Kiedy w 1998 roku, pisałem o niej w "Życiu na Gorąco" w rubryce "Ludzie, których nie można zapomnieć", była jeszcze w dobrej formie. Z wielką miłością mówiła wtedy o teatrze i o swojej ukochanej córce Justynie mieszkającej w Niemczech oraz wnuczce Korze, wówczas 16-letniej. Mniej chętnie wspominała swego męża, którego poznała w czasach gimnazjalnych, długoletniego dyrektora Polskiej Kroniki Filmowej. Od tamtego czasu minęło 11 lat. Wiele się zmieniło w życiu Krystyny Borowicz i w życiu jej najbliższych. Kilka lat temu zmarła córka Justyna. Wnuczka Kora wyszła za mąż i urodziła córkę...
O śmierci Krystyny dowiedziałem się od naszego kolegi Tadeusza Chudeckiego (pracowali razem w Teatrze Ateneum, a prywatnie przyjaźnili się). Zmarła na jego rękach...
W "Gazecie Wyborczej" znalazłem tylko dwa nekrologi. Od Teatru Ateneum i od wnuczki oraz prawnuczki, które przyjechały do Polski, aby zabrać prochy Krystyny Borowicz i pochować razem z jej córką Justyną w Augsburgu.
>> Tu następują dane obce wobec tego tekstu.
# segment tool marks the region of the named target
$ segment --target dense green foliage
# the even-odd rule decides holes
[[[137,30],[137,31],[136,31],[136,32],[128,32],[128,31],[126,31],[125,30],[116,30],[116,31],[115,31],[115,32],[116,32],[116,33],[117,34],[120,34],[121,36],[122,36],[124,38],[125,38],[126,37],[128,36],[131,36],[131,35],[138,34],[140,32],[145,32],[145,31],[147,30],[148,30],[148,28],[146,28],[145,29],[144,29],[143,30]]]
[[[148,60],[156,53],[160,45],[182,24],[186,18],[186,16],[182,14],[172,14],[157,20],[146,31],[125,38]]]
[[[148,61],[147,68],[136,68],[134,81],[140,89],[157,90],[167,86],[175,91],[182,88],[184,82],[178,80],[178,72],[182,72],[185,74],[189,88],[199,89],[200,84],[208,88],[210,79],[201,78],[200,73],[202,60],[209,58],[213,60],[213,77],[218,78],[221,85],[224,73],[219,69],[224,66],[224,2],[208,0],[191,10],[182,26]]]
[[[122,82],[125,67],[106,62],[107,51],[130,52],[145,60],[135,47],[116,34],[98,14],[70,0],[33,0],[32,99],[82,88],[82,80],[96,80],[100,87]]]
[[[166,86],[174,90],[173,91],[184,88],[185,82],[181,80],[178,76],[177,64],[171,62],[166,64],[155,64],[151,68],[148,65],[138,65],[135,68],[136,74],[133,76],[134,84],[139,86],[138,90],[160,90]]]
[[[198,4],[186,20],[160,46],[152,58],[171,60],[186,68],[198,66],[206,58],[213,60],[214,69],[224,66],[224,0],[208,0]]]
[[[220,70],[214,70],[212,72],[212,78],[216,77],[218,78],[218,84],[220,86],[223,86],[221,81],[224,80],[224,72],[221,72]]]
Reszta o Niej zapomniała. A przecież jeszcze tak niedawno była znana i ceniona... Przykro mi, że świat zrobił się tak nieczuły, a pamięć ludzka krótkotrwała. Zapomniano, że była wybitną aktorką, wspaniałą koleżanką i prawym, wartościowym człowiekiem. Kochała swój zawód, świat i ludzi. Kiedy wchodziła na scenę wszystkim rozpromieniały się twarze...
Trudno jest pogodzić się ze śmiercią każdego człowieka. Z odejściem tych, których znaliśmy, przyjaźniliśmy się, podziwialiśmy, i którzy byli wspaniałymi ludźmi jeszcze trudniej. Fakt, że aktorka pochowana jest poza Polską sprawia, że pustka po niej jest jeszcze bardziej dojmująca.